Before the conversation you see in Slack happens there's a conversation that's gone on in the background.

  1. A system prompt - This gives the bot a good idea of what it is and what it's expected to do overall. As an example ChatGPT uses the system prompt "You are ChatGPT, a large language model trained by OpenAI. Answer as concisely as possible."
  2. Hardcoded follow up prompts in prompts.txt - This is typically supplementary information that is useful for most conversations like "We refer to the organisation as 'The Artifactory'"

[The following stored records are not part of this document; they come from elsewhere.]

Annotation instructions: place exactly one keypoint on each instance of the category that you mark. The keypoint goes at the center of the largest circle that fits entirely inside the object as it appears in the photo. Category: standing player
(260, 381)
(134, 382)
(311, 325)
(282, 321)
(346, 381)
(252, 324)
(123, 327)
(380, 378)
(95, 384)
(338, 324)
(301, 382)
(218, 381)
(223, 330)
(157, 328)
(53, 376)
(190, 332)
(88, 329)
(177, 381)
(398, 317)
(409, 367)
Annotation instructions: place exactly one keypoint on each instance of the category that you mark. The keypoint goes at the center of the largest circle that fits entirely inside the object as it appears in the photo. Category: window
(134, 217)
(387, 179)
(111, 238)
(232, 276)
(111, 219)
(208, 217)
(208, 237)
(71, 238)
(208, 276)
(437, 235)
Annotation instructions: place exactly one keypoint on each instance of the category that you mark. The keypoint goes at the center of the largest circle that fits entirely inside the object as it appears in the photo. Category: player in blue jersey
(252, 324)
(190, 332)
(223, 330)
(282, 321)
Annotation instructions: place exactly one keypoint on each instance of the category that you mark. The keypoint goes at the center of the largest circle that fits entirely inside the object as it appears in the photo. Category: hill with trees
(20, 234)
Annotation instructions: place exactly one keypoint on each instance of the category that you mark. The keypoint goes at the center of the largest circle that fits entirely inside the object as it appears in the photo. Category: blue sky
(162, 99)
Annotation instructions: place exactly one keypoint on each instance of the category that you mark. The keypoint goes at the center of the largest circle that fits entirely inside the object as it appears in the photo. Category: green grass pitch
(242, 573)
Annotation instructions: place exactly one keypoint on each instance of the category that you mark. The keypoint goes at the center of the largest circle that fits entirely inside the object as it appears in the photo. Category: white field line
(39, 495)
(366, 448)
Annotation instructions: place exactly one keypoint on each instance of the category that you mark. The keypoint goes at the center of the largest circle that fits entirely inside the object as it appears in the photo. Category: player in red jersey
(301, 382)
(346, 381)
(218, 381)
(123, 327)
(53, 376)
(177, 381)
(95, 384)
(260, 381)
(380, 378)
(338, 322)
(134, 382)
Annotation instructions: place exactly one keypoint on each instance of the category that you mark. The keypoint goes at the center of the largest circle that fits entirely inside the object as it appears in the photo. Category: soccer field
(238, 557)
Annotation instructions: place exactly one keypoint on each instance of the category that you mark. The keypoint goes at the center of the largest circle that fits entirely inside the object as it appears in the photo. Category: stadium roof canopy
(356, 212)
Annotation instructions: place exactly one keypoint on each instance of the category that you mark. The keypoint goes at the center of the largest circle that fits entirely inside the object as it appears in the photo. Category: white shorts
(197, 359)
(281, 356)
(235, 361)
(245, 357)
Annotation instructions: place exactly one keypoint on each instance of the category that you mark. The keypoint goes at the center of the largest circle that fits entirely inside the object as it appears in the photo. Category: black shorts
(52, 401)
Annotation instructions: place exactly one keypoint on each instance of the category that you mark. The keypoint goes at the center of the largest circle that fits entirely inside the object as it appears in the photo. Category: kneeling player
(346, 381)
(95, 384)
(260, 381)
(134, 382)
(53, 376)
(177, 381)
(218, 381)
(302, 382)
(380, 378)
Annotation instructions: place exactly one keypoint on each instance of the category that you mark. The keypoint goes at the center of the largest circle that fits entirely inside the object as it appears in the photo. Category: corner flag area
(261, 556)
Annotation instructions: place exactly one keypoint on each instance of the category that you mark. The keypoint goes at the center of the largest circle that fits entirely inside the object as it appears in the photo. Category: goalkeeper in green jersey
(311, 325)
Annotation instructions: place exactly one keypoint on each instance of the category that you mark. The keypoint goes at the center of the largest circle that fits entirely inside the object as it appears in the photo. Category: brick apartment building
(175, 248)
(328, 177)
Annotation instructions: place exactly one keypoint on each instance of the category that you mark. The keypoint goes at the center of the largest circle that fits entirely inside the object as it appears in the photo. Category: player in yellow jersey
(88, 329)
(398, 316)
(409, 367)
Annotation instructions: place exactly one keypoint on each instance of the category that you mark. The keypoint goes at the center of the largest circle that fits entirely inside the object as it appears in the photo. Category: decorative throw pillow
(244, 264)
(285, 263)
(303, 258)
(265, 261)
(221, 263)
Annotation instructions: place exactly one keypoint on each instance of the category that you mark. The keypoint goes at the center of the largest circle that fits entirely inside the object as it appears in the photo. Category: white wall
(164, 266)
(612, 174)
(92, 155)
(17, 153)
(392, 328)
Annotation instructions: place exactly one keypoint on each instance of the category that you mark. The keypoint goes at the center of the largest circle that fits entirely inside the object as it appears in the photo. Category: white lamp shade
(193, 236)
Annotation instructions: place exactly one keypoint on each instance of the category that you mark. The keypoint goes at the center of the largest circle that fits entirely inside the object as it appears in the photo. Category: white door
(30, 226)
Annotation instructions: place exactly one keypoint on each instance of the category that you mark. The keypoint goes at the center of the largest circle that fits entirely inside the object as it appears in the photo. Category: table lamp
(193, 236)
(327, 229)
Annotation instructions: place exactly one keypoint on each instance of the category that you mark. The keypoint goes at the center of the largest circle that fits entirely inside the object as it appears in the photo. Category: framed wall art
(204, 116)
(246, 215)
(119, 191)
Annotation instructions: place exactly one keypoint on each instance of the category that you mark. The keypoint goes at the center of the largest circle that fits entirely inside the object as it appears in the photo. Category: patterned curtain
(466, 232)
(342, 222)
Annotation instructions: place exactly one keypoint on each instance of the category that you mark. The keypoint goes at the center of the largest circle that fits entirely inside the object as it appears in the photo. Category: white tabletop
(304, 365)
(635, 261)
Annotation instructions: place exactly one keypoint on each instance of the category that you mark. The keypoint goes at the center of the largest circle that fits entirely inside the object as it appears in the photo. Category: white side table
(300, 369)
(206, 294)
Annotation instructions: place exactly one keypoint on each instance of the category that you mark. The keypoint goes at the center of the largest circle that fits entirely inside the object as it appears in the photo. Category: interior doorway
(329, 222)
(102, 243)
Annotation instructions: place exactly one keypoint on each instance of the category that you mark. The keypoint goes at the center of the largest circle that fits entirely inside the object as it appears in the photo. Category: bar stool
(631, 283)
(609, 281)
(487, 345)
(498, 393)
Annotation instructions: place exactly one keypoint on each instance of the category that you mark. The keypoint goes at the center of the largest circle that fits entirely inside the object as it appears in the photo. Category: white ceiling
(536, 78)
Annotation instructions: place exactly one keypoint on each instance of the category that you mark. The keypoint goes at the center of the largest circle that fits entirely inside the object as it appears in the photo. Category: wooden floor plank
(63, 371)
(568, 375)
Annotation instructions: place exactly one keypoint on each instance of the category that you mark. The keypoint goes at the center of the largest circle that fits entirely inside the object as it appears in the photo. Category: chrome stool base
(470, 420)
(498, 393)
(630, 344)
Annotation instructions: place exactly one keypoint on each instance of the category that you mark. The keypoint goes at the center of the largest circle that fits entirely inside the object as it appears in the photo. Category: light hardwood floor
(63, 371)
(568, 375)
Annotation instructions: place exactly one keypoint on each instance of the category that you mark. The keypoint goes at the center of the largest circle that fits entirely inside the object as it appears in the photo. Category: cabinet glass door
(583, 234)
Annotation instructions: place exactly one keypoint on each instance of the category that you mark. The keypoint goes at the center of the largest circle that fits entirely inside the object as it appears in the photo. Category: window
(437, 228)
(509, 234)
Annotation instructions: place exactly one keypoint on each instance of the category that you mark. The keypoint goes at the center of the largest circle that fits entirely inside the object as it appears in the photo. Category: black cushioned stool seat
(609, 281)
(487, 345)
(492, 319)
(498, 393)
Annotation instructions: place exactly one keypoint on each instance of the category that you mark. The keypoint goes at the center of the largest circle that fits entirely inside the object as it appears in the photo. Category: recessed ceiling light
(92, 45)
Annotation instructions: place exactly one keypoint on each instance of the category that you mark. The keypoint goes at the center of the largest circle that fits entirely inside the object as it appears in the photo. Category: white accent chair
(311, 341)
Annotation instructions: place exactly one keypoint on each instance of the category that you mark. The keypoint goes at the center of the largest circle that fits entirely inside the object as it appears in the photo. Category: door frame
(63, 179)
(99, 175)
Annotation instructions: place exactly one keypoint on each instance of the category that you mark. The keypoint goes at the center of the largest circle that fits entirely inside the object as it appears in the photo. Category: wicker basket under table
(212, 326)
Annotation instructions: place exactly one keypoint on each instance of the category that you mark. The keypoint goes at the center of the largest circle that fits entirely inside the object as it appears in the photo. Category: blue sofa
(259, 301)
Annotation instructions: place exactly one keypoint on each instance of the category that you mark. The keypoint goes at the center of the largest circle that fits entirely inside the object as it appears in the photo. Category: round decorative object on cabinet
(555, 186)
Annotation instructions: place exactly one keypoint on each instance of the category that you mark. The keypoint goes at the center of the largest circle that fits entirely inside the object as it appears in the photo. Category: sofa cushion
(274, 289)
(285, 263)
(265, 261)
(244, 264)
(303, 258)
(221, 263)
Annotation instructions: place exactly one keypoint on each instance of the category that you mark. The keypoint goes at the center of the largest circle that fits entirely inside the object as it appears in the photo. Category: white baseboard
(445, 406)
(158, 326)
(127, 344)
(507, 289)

  3. The contents of webpages from urls in config.json unless !nopages is used - Giving the bot access to a webpage containing basic information about the organisation will help most conversations. The exception is when you know that another command you're sending will provide the exact information required. In that instance sending !nopages will exclude these pages and save you tokens.
  4. The output of any !commands you've added anywhere in the conversation - No matter where in the conversation the command was used they output will always end up here instead. This is what causes the issue raised at the start of this section
  5. The visible conversation from slack - This excludes thread replies that don't tag the bot when you're in a unrestricted channel and only includes the message you reacted to if it's an emoji triggered response.

A good way to reference command information is to say "That webpage I gave you earlier" etc. As far as the bot is concerned everything except the system prompt actually came from you.